Les familles aujourd'hui doivent répondre à un défi démographique majeur : la cohabitation en leur sein de quatre générations. Notre modèle de protection sociale a été créé en 1945. Je note au passage que le régime général devait être à l'origine universel. L'existence de régimes de retraite parfois anciens, que l'on songe au régime des marins créé par Colbert, et qui lui étaient antérieurs a fait primer des intérêts catégoriels sur l'objectif d'universalité. De plus à cette époque, le rapport entre durée de vie et durée de vie au travail étaient totalement différents. La durée de la carrière était de 50 ans, on commençait à travailler beaucoup plus tôt, pour une retraite de 15 ans maximum. Aujourd'hui, la vie active est en moyenne de 38 ans pour une espérance de vie à la retraite de 26 ans. Demain, le Cor estime qu'à règles inchangées, la durée de la vie à la retraite pour les générations nées dans les années 1990 pourrait atteindre 32 ans. L'allongement de la durée d'activité me semble donc être l'option la plus crédible pour répondre à ce défi démographique et social, car notre rapport au travail évolue. Tous les pays européens l'ont fait.

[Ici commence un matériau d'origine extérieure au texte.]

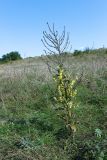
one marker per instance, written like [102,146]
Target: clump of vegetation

S'agissant du paradoxe apparent évoqué par Mme Cohen, je ne peux qu'être d'accord et c'est précisément l'objet de la mission. Notre rapport montre que les politiques publiques ont changé d'objectif en matière d'emploi des seniors : d'incitatives à la sortie du marché du travail, elles sont passées à un objectif de maintien dans l'emploi. La raison me paraît simple : le travail créé de la croissance économique qui génère de l'emploi y compris pour les plus jeunes. L'allongement de la durée d'activité doit donc être envisagée en prenant des mesures qui permettent le maintien des seniors en emploi et qui agissent sur les conditions de travail. Lors de notre déplacement en Suède et au Danemark l'année dernière, j'ai été frappé par l'importance de la problématique du bien-être au travail. En Allemagne également, des accords prévoient dans l'industrie que les emplois pénibles sont occupés pendant un certain temps avant qu'un autre emploi soit proposé aux salariés concernés. En France, c'est la logique de la compensation qui prime.
Il faut aussi s'interroger sur le fait qu'une personne sur deux à la retraite a connu une période de chômage ou d'inactivité entre le dernier emploi et la retraite. Certains dispositifs comme la retraite progressive me semblent pouvoir être une réponse appropriée à la question des transitions emploi-retraite. Nous nous sommes également interrogés avec ma collègue sur le cumul emploi-retraite et la possibilité qu'il soit créateur de droits. Cette question est importante mais n'est pas la solution pour que les seniors au chômage retrouvent un emploi.